Spatial-ViLT: Enhancing Visual Spatial Reasoning through Multi-Task Learning
2510.03441v1
cs.CV, cs.AI, cs.LG, 68T45, 68T10, 68T40
2025-10-08
Авторы:
Chashi Mahiul Islam, Oteo Mamo, Samuel Jacob Chacko, Xiuwen Liu, Weikuan Yu
Abstract
Vision-language models (VLMs) have advanced multimodal reasoning but still
face challenges in spatial reasoning for 3D scenes and complex object
configurations. To address this, we introduce SpatialViLT, an enhanced VLM that
integrates spatial features like depth maps, 3D coordinates, and edge maps
through a multi-task learning framework. This approach enriches multimodal
embeddings with spatial understanding. We propose two variants: SpatialViLT and
MaskedSpatialViLT, focusing on full and masked object regions, respectively.
Additionally, SpatialEnsemble combines both approaches, achieving
state-of-the-art accuracy.

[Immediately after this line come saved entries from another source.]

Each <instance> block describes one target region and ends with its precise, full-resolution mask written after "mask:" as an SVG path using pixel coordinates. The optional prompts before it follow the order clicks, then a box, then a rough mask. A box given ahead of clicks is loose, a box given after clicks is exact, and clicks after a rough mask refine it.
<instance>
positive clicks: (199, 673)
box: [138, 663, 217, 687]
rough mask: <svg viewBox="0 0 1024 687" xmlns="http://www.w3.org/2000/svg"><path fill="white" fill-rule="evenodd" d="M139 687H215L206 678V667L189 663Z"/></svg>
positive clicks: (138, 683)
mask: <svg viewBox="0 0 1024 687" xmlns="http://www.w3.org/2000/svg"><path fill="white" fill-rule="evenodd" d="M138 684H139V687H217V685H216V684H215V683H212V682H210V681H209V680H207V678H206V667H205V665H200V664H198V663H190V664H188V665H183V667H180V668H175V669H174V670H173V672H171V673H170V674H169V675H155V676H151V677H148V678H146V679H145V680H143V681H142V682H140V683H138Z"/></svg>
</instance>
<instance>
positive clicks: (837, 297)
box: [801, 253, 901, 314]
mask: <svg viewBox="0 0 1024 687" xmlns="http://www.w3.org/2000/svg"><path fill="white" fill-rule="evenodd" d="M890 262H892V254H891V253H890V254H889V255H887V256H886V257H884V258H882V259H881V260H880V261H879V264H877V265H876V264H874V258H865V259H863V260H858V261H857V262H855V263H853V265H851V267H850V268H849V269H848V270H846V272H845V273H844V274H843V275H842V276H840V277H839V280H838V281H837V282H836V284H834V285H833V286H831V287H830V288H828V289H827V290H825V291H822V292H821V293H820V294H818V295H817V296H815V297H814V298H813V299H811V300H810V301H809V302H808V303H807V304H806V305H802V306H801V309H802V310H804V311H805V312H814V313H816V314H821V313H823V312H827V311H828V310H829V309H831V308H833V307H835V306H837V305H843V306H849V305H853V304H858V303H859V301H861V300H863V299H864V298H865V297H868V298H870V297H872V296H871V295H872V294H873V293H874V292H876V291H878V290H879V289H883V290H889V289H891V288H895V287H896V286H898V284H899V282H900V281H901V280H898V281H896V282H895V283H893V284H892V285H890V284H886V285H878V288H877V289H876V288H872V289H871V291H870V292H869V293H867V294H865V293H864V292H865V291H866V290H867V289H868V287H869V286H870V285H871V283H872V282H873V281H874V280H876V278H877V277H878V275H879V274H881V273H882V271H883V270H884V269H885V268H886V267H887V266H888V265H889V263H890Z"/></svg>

Our models excel in spatial reasoning categories
such as directional, topological, and proximity relations, as demonstrated on
the challenging Visual Spatial Reasoning (VSR) dataset. This work represents a
significant step in enhancing the spatial intelligence of AI systems, crucial
for advanced multimodal understanding and real-world applications.